Mr. Assad’s Syria has remained a steadfast enemy of Israel. The two countries have no formal relations and are technically at war. Mr. Assad has been a provocateur whose support for Iran and Hezbollah is seen by Jerusalem as pernicious. But he is, as many said in interviews on Thursday, well known, part of the old Middle East that began to unravel last year with the fall of President Hosni Mubarak of Egypt. With Mr. Mubarak’s ouster, Israel has had to contend with rising lawlessness in Sinai and concerns over the fate of the two nations’ peace treaty.
There is no telling what the ramifications would be if Mr. Assad fell.

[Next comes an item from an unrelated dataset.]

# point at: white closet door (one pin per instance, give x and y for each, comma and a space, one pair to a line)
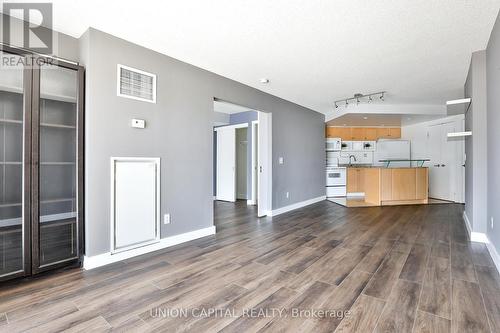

“Bashar kept the border quiet, and now it can be like in the case of Sinai, with chaos and terror,” said Eyal Zisser, chairman of the Middle East and African history department at Tel Aviv University. “Most Israelis do not care about the grievances and the aspirations of their neighbors, democracy, justice, prosperity. They care about their own security. That’s the way of the average Israeli, and as a result, his government.”
The Golan, a strategic plateau of about 450 square miles, is home to about 39,000 Israelis, and Mr. Barak warned on Thursday that the longer fighting continued in Syria, “the risk grows that the bloody residue left over between the sides” could turn it “into a lawless area where terrorists might operate.”
Still, several leading government officials and analysts here said Israel hardly seemed on a war footing, using the same words to describe its posture: “watching from the outside.” While the threat of a chaotic Syria — or, for that matter, a nuclear Iran or a desperate Hezbollah with dangerous weaponry — may seem most acute here, they said, Israel continues to count on international intervention.
“It’s not only an Israeli issue: if Qaeda or radical members will take control of nonconventional weapons, it might appear anywhere on the globe,” said Ilan Mizrahi, a former head of Israel’s National Security Council, and deputy chief of Mossad. “I do not think that we have to be the whip of God.”
The Bulgaria bombing only complicates the Syria question. “The Iranians would love to see Israel retaliate against Hezbollah in a limited way,” said Yoram Schweitzer, a senior research fellow at the Institute for National Security Studies. “It can create belligerent acts that could help Syria. The Iranians are very keen on helping Assad as his situation is getting worse and worse.”